The white paper went to great lengths to analyze Congressional legislative intent, quoting from the chief bill sponsors as to the focus of the bill being surplus lines of insurance. Based on this analysis and the language of the NRRA itself, the white paper concludes both that (1) captive insurers should not be subject to the NRRA’s nonadmitted insurance provisions because they are not placing nonadmitted insurance within the meaning of the NRRA and (2) the NRRA did not change the application of state independently procured insurance laws, nor should it restrict the collection of premium taxes paid for independently procured insurance to the “home state” of the insured, as it does for nonadmitted insurance. The white paper can be read in its entirety at www.VermontCaptive.com/DoddFrank.

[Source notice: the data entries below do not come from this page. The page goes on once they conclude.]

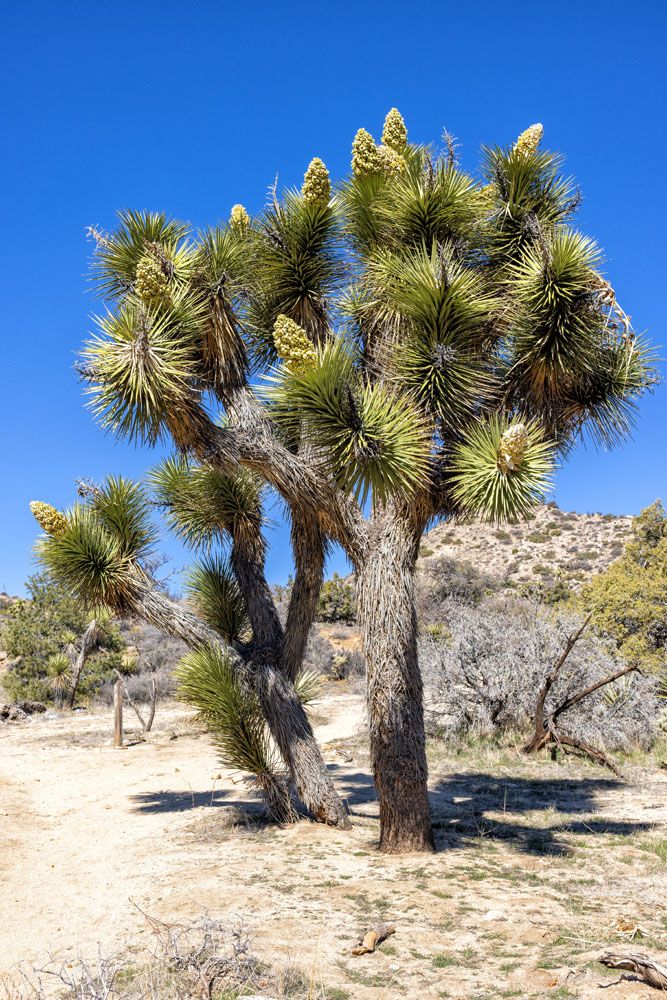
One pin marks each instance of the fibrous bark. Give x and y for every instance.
(646, 968)
(89, 641)
(284, 713)
(387, 615)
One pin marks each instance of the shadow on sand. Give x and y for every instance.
(469, 806)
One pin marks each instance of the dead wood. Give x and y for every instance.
(546, 732)
(146, 724)
(373, 937)
(646, 968)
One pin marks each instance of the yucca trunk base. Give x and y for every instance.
(395, 710)
(275, 792)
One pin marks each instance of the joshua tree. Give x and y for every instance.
(416, 344)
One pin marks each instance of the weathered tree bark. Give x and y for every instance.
(309, 548)
(89, 641)
(284, 713)
(646, 968)
(387, 615)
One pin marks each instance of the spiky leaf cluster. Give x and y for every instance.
(208, 682)
(484, 483)
(203, 505)
(369, 437)
(97, 555)
(425, 304)
(214, 593)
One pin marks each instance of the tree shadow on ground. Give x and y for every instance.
(468, 807)
(170, 802)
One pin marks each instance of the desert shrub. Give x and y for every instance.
(483, 675)
(319, 653)
(338, 601)
(205, 957)
(39, 629)
(547, 590)
(445, 578)
(628, 600)
(347, 665)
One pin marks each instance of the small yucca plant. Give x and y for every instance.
(234, 718)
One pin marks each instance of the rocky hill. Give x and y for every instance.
(550, 545)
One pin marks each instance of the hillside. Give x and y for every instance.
(549, 545)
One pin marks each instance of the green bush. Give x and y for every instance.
(628, 600)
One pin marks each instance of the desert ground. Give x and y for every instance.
(539, 867)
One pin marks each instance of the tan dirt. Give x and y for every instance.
(540, 866)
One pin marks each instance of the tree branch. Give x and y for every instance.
(309, 548)
(285, 715)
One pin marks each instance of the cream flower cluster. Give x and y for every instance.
(529, 140)
(150, 282)
(293, 345)
(512, 448)
(48, 518)
(391, 162)
(394, 133)
(316, 187)
(365, 156)
(238, 217)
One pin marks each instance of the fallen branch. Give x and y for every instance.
(374, 937)
(546, 731)
(646, 968)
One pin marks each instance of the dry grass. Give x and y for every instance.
(540, 866)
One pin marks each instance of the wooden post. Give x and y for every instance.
(118, 713)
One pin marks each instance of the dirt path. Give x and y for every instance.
(538, 867)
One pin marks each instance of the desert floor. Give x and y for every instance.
(540, 866)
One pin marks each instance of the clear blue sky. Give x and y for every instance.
(193, 107)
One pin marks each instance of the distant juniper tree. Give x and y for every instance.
(414, 344)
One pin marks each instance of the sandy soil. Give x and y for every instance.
(539, 866)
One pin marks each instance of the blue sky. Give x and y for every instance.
(189, 108)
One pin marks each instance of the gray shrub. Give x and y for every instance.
(484, 668)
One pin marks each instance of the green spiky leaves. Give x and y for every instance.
(87, 561)
(501, 469)
(208, 682)
(203, 505)
(96, 554)
(295, 269)
(141, 366)
(146, 248)
(370, 437)
(438, 312)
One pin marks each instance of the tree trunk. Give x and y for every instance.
(284, 713)
(89, 641)
(387, 615)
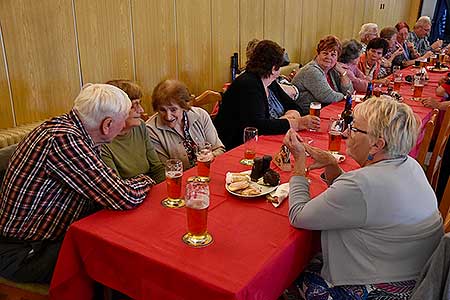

“It is prudent for captive insurance companies to seek counsel from their attorneys, tax advisors and captive managers if they have questions on the applicability of self procurement taxes,” said Towle. “Generally speaking, if you have been advised that self procurement taxes were not applicable before the NRRA, they would not be applicable now. The NRRA itself did not create any new taxes.”
Captive insurance is a regulated form of self insurance that has been around since the 1960’s, and has been a part of the Vermont insurance industry since 1981, when Vermont passed the Special Insurer Act. Captive insurance companies are formed by companies or groups of companies as a form of alternative insurance to better manage their own risk. Captives are typically used for corporate lines of insurance such as property, general liability, products liability, or professional liability. Growth sectors of the captive insurance industry include securitization, professional medical malpractice coverage for doctors and hospitals, and the continued trend of small and mid-sized companies forming captive insurance companies.